The judges who rebuked the FCC today for cracking down on the famous “wardrobe malfunction” weren’t just citing technicalities; they seem to stop just short of calling the commissioners “prudes.”
As William Triplett writes in Variety, the ruling states, “The commission’s determination that CBS’ broadcast of a nine-sixteenths of one second glimpse of a bare female breast was actionably indecent evidenced the agency’s departure from its prior policy. Its orders constituted the announcement of a policy change — that fleeting images would no longer be excluded from the scope of actionable indecency.”

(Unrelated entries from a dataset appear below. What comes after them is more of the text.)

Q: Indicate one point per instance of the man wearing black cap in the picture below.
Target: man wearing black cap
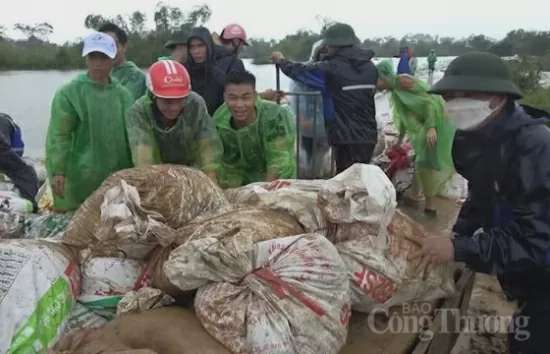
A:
(178, 50)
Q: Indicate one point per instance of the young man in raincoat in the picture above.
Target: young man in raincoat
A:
(178, 50)
(207, 78)
(258, 136)
(171, 123)
(432, 59)
(351, 80)
(125, 71)
(504, 226)
(421, 117)
(86, 139)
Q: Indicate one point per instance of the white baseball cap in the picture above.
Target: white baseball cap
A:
(99, 42)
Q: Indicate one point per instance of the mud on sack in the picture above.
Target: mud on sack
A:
(382, 276)
(254, 224)
(137, 209)
(287, 295)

Nevertheless, even as the judiciary dismisses such concerns, it’s been hard for the networks to fight the political will of lawmakers, especially on what has been a no-lose issue for politicians, whether Democrats or Republicans. The vote to increase FCC’s fines tenfold passed overwhelmingly in 2006, and by unanimous consent in the Senate. It’s even become a standard practice among Democratic presidential candidates to amp up their criticism of Hollywood content as the general election approaches, for it appeals to conservative voters and doesn’t seem to carry that great of risk that they will lose their base of entertainment donors. Usually lost in the rhetoric is the reality of cable TV, the Internet, video games, etc.
The Supreme Court will take up the issue of fleeting expletives later this year, and it will be interesting to see if a ruling in favor of the networks on First Amendment grounds has the net effect of ultimately diminishing the FCC’s authority — just the opposite of what it has tried to do under chairman Kevin Martin.

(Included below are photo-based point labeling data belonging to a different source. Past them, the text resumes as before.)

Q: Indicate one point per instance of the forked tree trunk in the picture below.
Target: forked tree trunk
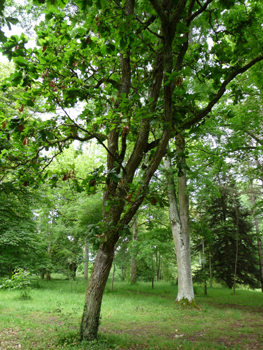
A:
(181, 235)
(91, 315)
(133, 258)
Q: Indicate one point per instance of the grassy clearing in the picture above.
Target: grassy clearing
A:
(133, 317)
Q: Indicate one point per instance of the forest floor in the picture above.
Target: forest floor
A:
(133, 317)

Time’s James Poniewozik calls out what he sees as the central part of the ruling:
“Like any agency, the FCC may change its policies without judicial second-guessing,” the court said. “But it cannot change a well-established course of action without supplying notice of and a reasoned explanation for its policy departure.”
“In other words, if you’re going to exempt fleeting obscenities, you can’t exempt fleeting obscenities except when there’s an embarrassing media frenzy.”